You know what’s the most fascinating part though? I’ve quickly come to realize, that in all the mess that I am supposed to be changing, there is literally no one, with intrinsically bad will. Usually everyone wants what they consider best. So how can it be that hard? Fears, habits and needs are probably what psychology 101 is all about. Unfortunately I could never be so sure, as I had never attended it, so the main factor that kept me above the water so far, was my empathy.

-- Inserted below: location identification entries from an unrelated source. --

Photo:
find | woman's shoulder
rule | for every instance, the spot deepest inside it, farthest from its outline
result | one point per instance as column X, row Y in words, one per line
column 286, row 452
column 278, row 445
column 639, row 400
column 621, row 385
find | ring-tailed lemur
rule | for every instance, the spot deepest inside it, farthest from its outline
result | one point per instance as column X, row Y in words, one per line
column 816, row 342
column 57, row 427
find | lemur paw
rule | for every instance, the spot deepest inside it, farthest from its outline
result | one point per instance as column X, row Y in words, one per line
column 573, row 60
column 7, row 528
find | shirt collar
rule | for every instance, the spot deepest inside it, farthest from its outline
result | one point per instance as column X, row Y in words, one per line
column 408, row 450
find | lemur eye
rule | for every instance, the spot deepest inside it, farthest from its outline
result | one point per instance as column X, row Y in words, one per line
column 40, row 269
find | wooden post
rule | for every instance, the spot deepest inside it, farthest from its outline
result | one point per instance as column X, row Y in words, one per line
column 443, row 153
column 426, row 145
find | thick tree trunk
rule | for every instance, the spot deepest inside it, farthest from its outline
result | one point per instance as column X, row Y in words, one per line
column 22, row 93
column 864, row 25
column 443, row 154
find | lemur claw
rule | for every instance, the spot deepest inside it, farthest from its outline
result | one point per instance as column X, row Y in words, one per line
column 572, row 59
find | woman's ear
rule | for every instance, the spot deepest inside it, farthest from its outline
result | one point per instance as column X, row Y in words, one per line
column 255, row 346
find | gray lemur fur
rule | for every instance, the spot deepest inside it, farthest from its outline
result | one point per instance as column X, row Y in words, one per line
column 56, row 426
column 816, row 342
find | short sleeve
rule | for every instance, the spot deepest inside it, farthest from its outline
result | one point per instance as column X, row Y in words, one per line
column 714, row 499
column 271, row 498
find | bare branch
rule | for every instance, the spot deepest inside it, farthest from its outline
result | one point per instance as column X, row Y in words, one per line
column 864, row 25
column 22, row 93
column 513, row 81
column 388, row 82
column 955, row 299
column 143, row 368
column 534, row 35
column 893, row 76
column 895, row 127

Fortunately, it’s not that bad in comparison with what you actually get. Remember when I complained about not being able to tell people what to do? I’ve been a leader and I’ve led many groups of very different people in very different circumstances. It is very unusual to constantly control yourself to not force your will upon others. Well, you may do so, if people are unaware of this slight inconvenience of your position, but hey, I’m assuming we’re playing by the book. Thus this quickly becomes the most rigorous school of working with people, you can imagine. Convince them, or get out. Does it actually work? ‘Is it effective?’ – you’ll probably wonder. Well, that is a topic worth it’s own discussion, as the answer is actually not that trivial. For now, let’s just say, that when you reach a goal, it feels very satisfying. Plus you get one more very diminutive bonus. Your team got there on its own, and that makes a world of difference to how they feel about the place where they currently are, and their drive to move forward therefrom. They own their solutions and success, which effectively makes everything more grounded and easier to build upon.

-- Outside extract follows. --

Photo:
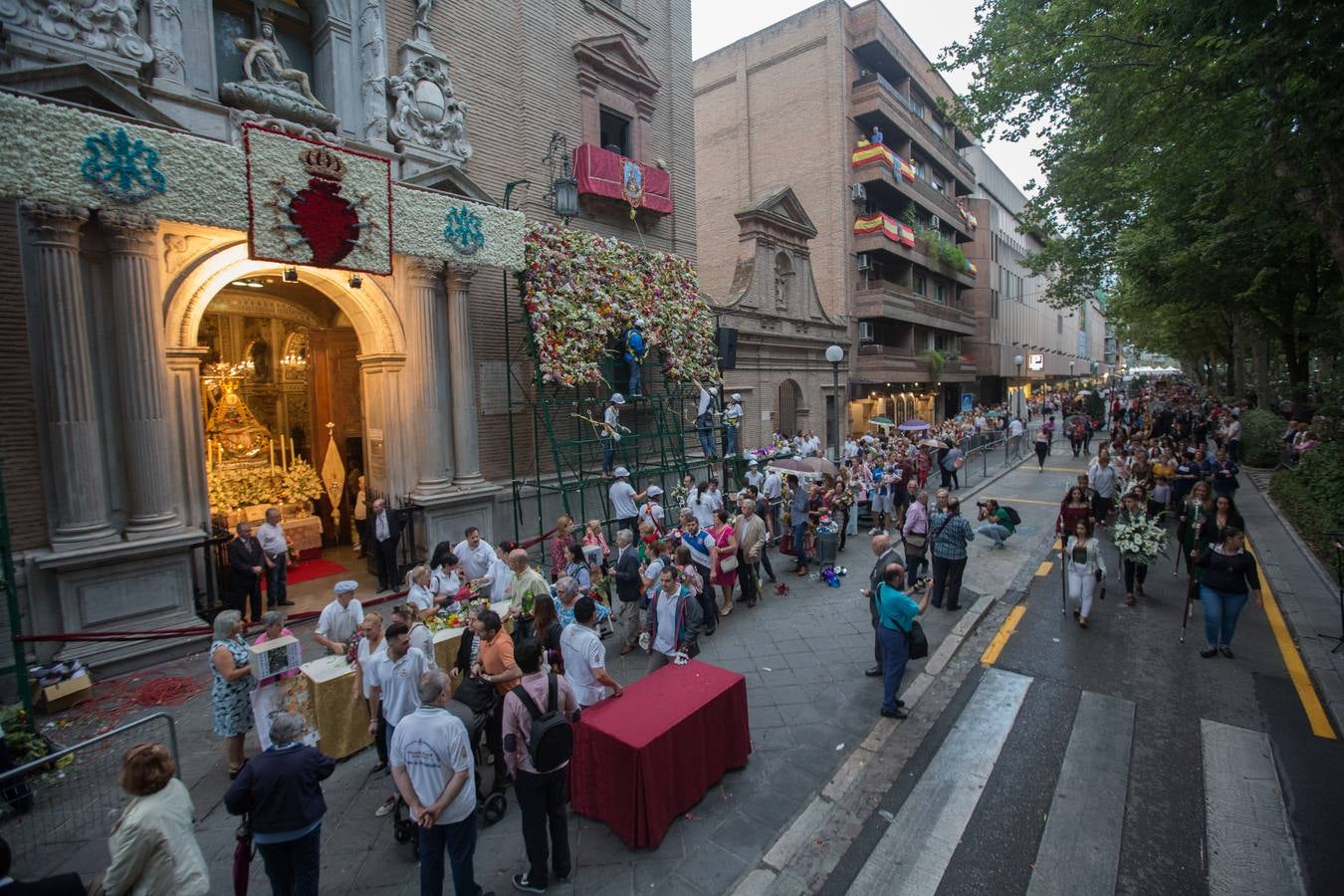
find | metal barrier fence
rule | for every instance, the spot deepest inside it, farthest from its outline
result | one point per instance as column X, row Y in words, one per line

Then comes probably the coolest thing about it all. There are only two conditions which you need, in order to be at least moderately satisfied with your new job. As long as you are actually legitimized in your position (you better make sure before you take it!) and actually strive to make a positive change, you simply cannot be unsatisfied with the job. The more complex it is, the more stubborn the people are, and more resistance to change you meet, the more… interesting it gets, right? In the end, that is what your job is now essentially about. And that’s pretty damn weird.

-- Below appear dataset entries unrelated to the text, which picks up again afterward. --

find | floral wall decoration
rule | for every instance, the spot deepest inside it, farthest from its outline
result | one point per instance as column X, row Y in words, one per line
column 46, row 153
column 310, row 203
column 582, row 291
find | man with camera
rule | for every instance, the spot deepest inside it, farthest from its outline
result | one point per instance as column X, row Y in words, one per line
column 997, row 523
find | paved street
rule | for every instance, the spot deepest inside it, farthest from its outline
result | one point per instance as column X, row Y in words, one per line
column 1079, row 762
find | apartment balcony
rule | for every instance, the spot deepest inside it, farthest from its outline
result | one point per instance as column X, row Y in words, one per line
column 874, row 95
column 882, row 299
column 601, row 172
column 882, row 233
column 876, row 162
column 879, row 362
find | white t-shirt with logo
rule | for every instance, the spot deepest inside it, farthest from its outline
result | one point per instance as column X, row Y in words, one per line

So is it good? Is it worth it? Is it? I don’t know. But one day I hopefully will, and I’ll get back to you. For now, let me just say, that it’s an intriguing idea, of making sure, that change has not only a guardian, but also an instigator, who drifts above it, constantly poking it with a stick and making sure it’s still alive. That way it’s somewhat harder to lose it, between the code repository, coffee point and daily dose of stuff that, you know… needs to be done.